After he declared victory over Islamic State (ISIS) on Dec. 9, Iraqi Prime Minister Haider al-Abadi made an important promise. He plans to address the wide distrust between Sunnis and Shiites – which was the root cause of ISIS’s rise three years ago.
“Iraq today is for all Iraqis,” he said, citing the rare unity of military forces during the final push against ISIS.
Mr. Abadi is now the latest world leader searching for national reconciliation and a healing of social wounds after the end of an armed conflict or the collapse of an authoritarian regime.
In the West African nation of Gambia, a new president, Adama Barrow, plans to set up a truth commission to shed light on the human rights abuses committed during the two-decade rule of his dictatorial predecessor, Yahya Jammeh. “We must understand what happened under Jammeh so we never slide back,” says Abubacarr Tambadou, Gambia’s minister of Justice.
In Colombia last week, President Juan Manuel Santos took a critical step in cementing a 2016 peace deal between the government and the country’s largest guerrilla group. He formed a truth commission that will reveal the full extent of atrocities committed during a half-century of civil war. And another tribunal will administer justice for major wartime atrocities.
In Tunisia, a truth commission set up after the 2011 Arab Spring continues its work to uncover the misdeeds of a previous dictatorship. Meanwhile, Nepal and Sri Lanka are weighing similar efforts after wars in those countries.
While any of these efforts could serve as hopeful possibilities for other countries currently in conflict – Syria, Myanmar (Burma), Libya, Ukraine, Yemen, and South Sudan – perhaps the best and most recent example of reconciliation is Rwanda, 23 years after a genocide there killed 800,000.
In a new article in Foreign Affairs magazine, University of London scholar Phil Clark writes of “the immense steps” that Rwanda has taken at the individual, local, and national levels to achieve harmony between the Hutus, the ethnic majority, and the minority Tutsis.
“No other country today has so many perpetrators of mass atrocity living in such close proximity to their victims’ families,” he writes after conducting more than 1,000 interviews with everyday Rwandans over 15 years of research.
The country used community courts called gacaca between 2002 and 2012 to prosecute 400,000 genocide suspects. Those who confessed and showed remorse were shown leniency and reintegrated into their villages.
Rwanda’s leader, Paul Kagame, has used annual commemorations and civic education to bring the two ethnic groups together. The country is alert to divisive ethnic propaganda.

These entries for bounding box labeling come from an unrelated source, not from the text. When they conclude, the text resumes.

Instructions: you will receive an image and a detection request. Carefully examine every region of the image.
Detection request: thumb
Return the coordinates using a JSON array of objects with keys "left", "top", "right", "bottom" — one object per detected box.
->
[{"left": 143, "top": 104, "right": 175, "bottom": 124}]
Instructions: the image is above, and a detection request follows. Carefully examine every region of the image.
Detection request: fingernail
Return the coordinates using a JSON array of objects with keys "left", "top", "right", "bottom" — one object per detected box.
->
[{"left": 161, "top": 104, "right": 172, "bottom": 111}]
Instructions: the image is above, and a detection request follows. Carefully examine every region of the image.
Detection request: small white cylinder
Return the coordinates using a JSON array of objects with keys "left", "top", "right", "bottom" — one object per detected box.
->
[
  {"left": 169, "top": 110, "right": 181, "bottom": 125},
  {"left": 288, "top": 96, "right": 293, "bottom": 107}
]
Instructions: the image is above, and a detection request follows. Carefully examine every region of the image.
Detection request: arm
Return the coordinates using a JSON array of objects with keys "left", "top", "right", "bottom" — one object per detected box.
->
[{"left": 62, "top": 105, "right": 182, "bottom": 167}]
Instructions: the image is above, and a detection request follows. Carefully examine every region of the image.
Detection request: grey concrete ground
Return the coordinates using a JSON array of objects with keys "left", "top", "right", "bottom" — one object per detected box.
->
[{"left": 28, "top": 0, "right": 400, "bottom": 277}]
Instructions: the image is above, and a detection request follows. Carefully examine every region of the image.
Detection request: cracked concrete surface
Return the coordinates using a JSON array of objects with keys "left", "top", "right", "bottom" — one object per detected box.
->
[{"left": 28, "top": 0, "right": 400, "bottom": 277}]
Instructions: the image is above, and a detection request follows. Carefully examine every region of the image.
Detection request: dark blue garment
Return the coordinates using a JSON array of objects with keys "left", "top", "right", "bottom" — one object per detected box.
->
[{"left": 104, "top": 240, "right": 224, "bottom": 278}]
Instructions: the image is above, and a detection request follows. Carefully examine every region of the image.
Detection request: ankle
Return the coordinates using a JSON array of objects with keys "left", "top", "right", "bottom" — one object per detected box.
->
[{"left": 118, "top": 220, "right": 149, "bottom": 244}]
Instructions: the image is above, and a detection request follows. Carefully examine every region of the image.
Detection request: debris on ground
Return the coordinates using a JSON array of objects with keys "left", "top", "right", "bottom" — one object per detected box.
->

And victims on both sides found their common suffering drew them together.
Most of all, the economic gap between Hutus and Tutsis was reduced, “helping redress some of the deep grievances that have bedeviled local communities for decades,” Mr. Clark writes.
“Many communities have … formed economic cooperatives, incorporating both Hutus and Tutsis, to pool resources such as seeds or fuel. They have started these not only out of economic necessity but also in the hope that working together will start to mend historical rifts,” he adds.
People once at violent odds with each other now tend the same fields, send their children to the same schools, sell goods to each other in the marketplace, and often intermarry. Such daily activities tested the ethics of each individual’s commitment to the community. They have created a foundation of trust.
The risk of mass violence now seems remote. While progress toward democracy has slowed, Rwanda shows how a country torn apart by war or cruel leaders can reconcile with the right mix of justice, dialogue, and socioeconomic development. Most Rwandans, concludes Clark, “have chosen to get on with life rather than settle old scores.”